Personal information
- Full name: John Pius Wagambie

Playing information
- Position: Five-eighth, Lock
Representative
| Years | Team | Pld | T | G | FG | P |
| 1977–82 | Papua New Guinea | 3 | 0 | 0 | 0 | 0 |

Coaching information
Representative
| Years | Team | Gms | W | D | L | W% |
| 1992 | Papua New Guinea | 5 | 0 | 0 | 5 | 0 |
| 1996 | Papua New Guinea (NRL) | 1 | 0 | 0 | 1 | 0 |
- Source:

= John Wagambie =

Former PNG RL national coach and former PNG international rugby league footballer

John Pius Wagambie is Papua New Guinea Kumul (#14) and coached the Papua New Guinea Kumuls in the 1980s.

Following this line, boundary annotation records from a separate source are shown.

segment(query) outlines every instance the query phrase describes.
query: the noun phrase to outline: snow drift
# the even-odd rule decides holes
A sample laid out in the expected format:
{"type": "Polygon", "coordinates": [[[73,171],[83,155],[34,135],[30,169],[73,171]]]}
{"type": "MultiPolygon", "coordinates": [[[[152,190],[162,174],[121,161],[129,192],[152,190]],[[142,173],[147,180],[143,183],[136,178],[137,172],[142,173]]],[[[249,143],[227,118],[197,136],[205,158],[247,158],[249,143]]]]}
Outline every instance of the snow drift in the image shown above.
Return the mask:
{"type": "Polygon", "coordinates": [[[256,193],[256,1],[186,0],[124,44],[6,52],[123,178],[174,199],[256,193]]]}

Wagambie came to prominence in May 1977 when he captained Papua New Guinea in a historic 37–6 win against France. A few weeks later, he had initially declared himself unavailable for the upcoming 1977 Pacific Cup, as he was training to become a police officer, but was later selected after being granted leave by the police commissioner to play in the tournament. Although the team failed to reach the final, Wagambie was named as the player of the tournament. Later that year, he was also named as Papua New Guinea's Sportsman of The Year.